Die nächsten Schritte
Der nun mit dem Europäischen Parlament ausgehandelte Kompromiss zum Gesetzespaket zur wirtschaftspolitischen Steuerung wird voraussichtlich am 28. September im Plenum des EU-Parlaments bestätigt. Am 4. Oktober könnten dann die Finanzminister das sogenannte Sixpack genehmigen.
2.000 Änderungsvorschläge
Die EU-Kommission hatte ihre Entwürfe zum Gesetzespaket im September 2010 vorgestellt. Seitdem haben Rat und Parlament über mehr als 2.000 Änderungsvorschläge verhandelt. Vergangene Woche gelang der endgültige Kompromiss.
"Das Ziel des Pakets von Rechtsakten ist eine Stärkung der wirtschaftspolitischen Steuerung in der EU, insbesondere in der Eurozone. Vier von sechs Entwürfen betreffen öffentliche Finanzen, u. a. reformieren sie sowohl den präventiven als auch den korrigierenden Teil des Stabilitäts- und Wachstumspaktes. Die neue Richtlinie über Anforderungen an den Haushaltsrahmen soll dafür sorgen, dass nationale Lösungen zu einer stärkeren Haushaltsdisziplin in der EU beitragen werden. Außerdem wird die Überwachung der Wirtschaftspolitiken der Mitgliedstaaten um einen Mechanismus zur Vorbeugung und Korrigierung eines übermäßigen makroökonomischen Ungleichgewichts erweitert. Es wird ein neues ‚Verfahren bei einem übermäßigen Ungleichgewicht‘ mit potentiellen Sanktionen wegen mangelnder Disziplin eingeführt", hieß es in einer Pressemitteilung der polnischen Ratspräsidentschaft.

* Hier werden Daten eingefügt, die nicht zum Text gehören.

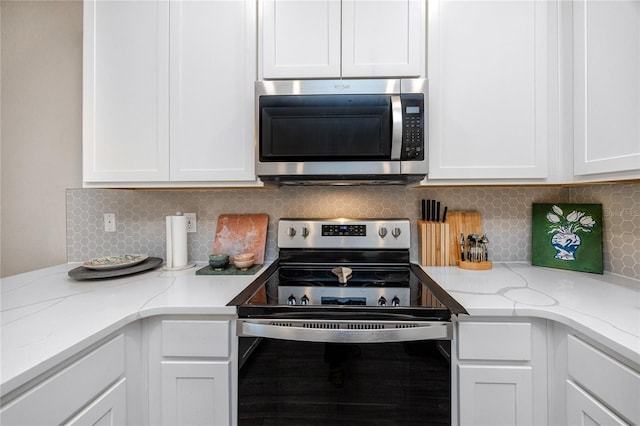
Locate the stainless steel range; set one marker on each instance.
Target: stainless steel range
(343, 328)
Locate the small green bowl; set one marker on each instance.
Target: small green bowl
(218, 261)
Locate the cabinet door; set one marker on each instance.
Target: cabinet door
(606, 86)
(301, 39)
(495, 395)
(488, 68)
(382, 38)
(125, 91)
(213, 48)
(108, 409)
(584, 410)
(196, 393)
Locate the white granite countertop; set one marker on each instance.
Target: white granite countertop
(603, 307)
(47, 317)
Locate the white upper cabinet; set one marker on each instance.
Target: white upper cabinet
(606, 86)
(125, 91)
(212, 76)
(491, 93)
(348, 38)
(168, 93)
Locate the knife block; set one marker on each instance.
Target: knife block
(433, 242)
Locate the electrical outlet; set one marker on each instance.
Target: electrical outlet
(192, 222)
(109, 222)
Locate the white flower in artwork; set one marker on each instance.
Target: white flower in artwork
(553, 218)
(564, 229)
(572, 223)
(587, 221)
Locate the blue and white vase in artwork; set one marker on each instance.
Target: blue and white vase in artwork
(565, 238)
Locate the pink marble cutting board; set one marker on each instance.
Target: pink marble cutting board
(241, 233)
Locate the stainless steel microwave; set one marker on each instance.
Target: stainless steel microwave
(341, 131)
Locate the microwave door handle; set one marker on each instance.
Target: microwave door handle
(396, 131)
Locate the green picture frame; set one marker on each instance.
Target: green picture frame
(567, 236)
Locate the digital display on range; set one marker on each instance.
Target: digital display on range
(344, 230)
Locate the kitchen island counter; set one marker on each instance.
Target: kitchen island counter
(605, 308)
(48, 317)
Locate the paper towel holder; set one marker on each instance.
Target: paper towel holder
(177, 247)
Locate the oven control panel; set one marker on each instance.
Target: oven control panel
(344, 230)
(344, 233)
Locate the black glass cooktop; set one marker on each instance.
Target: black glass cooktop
(425, 299)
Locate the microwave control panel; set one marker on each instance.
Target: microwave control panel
(412, 126)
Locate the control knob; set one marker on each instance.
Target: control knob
(396, 232)
(304, 231)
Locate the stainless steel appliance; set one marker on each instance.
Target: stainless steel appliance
(341, 131)
(343, 329)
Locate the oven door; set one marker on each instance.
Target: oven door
(297, 374)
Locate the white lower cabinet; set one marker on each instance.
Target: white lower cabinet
(583, 409)
(191, 371)
(108, 409)
(495, 394)
(600, 389)
(500, 372)
(90, 390)
(195, 393)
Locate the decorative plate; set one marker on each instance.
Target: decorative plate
(114, 262)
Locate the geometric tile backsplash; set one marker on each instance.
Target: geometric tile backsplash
(505, 212)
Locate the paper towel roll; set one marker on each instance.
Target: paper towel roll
(177, 252)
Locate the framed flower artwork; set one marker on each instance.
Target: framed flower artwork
(567, 236)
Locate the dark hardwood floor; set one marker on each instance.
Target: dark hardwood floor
(301, 383)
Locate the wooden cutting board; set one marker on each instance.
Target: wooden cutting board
(461, 223)
(241, 233)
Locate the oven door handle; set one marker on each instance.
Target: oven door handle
(336, 332)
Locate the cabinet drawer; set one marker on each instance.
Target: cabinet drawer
(613, 383)
(57, 398)
(197, 338)
(494, 341)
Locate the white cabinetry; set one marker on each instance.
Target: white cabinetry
(606, 87)
(600, 389)
(168, 92)
(191, 371)
(492, 93)
(94, 386)
(501, 372)
(348, 38)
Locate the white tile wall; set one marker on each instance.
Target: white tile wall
(506, 215)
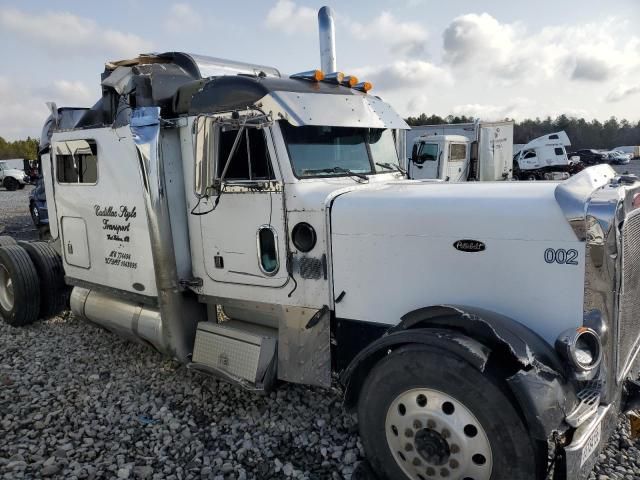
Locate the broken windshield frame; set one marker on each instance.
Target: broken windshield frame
(326, 151)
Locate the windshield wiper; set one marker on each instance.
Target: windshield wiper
(390, 166)
(351, 173)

Polen gegen Europa der zwei Geschwindigkeiten
Die krisengetriebene Integration in der Eurozone hat die Debatte um eine Spaltung der EU in eine Eurozone und eine Nicht-Eurozone vorangetrieben (siehe u.a. EURACTIV.de vom 6. September und EURACTIV.de vom 4. September).
Das Nicht-Euroland Polen ist strikt gegen diesen Trend und unterstrich daher in ihrer Mitteilung: "Nach der Ansicht der Präsidentschaft sollte eine Stärkung der wirtschaftlichen Integration von Staaten mit gemeinsamer Währung nicht zur Entstehung eines Europas zweier Geschwindigkeiten führen."

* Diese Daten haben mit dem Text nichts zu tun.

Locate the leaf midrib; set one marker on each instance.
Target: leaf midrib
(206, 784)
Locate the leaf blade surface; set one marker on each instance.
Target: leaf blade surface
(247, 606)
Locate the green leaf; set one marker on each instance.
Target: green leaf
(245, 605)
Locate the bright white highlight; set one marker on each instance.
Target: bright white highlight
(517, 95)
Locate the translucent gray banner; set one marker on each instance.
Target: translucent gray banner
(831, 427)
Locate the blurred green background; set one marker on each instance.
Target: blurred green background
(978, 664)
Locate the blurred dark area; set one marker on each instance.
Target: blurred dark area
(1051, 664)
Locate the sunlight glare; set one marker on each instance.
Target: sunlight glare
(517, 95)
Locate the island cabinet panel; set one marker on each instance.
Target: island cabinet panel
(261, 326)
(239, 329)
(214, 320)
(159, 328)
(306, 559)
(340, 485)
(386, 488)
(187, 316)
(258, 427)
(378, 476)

Die wichtigsten Veränderungen umfassen laut Ratspräsidentschaft:
– Stärkung des Entscheidungsprozesses des Rates im sogenannten präventiven Teil des Stabilitäts- und Wachstumspaktes;
– Verbesserung des Dialogs zwischen europäischen Institutionen zu makroökonomischen Fragen;
– Übernahme der Aufsicht im Rahmen der Verfahren bei einem übermäßigen Ungleichgewicht sowohl der Länder mit einem Defizit als auch jener mit einem Überschuss in der Leistungsbilanz, bei einer entsprechend differenzierten Beurteilung der beiden Fälle.

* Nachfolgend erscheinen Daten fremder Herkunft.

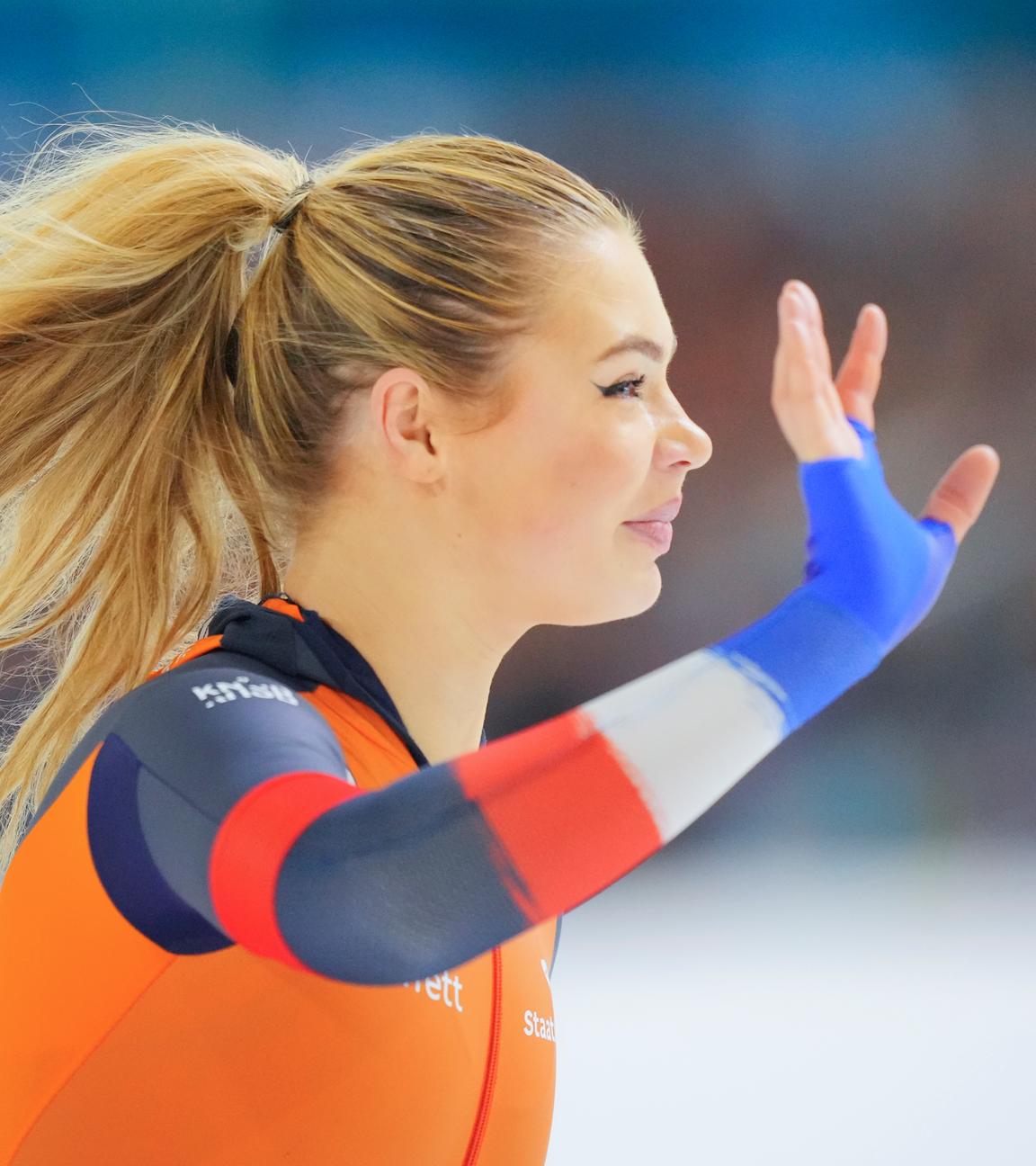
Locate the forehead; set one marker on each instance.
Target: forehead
(605, 290)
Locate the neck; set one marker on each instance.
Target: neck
(421, 635)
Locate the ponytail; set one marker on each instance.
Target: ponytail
(165, 435)
(122, 264)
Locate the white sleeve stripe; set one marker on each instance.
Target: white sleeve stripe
(689, 731)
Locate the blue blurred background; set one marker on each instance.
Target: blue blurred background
(882, 152)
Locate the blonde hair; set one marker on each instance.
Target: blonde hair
(138, 480)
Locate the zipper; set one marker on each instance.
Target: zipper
(489, 1082)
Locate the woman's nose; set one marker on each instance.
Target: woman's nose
(683, 441)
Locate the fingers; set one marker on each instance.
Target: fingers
(860, 372)
(806, 402)
(963, 489)
(818, 341)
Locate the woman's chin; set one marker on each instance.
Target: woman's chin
(622, 599)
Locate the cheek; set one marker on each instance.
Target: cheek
(574, 492)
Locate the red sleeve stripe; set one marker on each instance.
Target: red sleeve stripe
(564, 808)
(251, 846)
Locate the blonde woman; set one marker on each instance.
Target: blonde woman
(271, 895)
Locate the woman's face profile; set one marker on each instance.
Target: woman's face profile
(594, 437)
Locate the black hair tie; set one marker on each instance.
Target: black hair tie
(286, 220)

Reaktionen im EU-Parlament
Markus Ferber, Vorsitzender der CSU-Gruppe im Europaparlament: "Sanktionen gegen notorische Schuldensünder werden künftig nicht mehr vom guten Willen der Finanzminister abhängen, sondern können künftig quasi-automatisch durchgesetzt werden. Das Europäische Parlament hat hart für strengere Regeln des Stabilitäts- und Wachstumspaktes gekämpft und konnte diese am Ende auch durchsetzen. Künftig wird die Einhaltung der Stabilitätskriterien besser als bisher kontrolliert werden können."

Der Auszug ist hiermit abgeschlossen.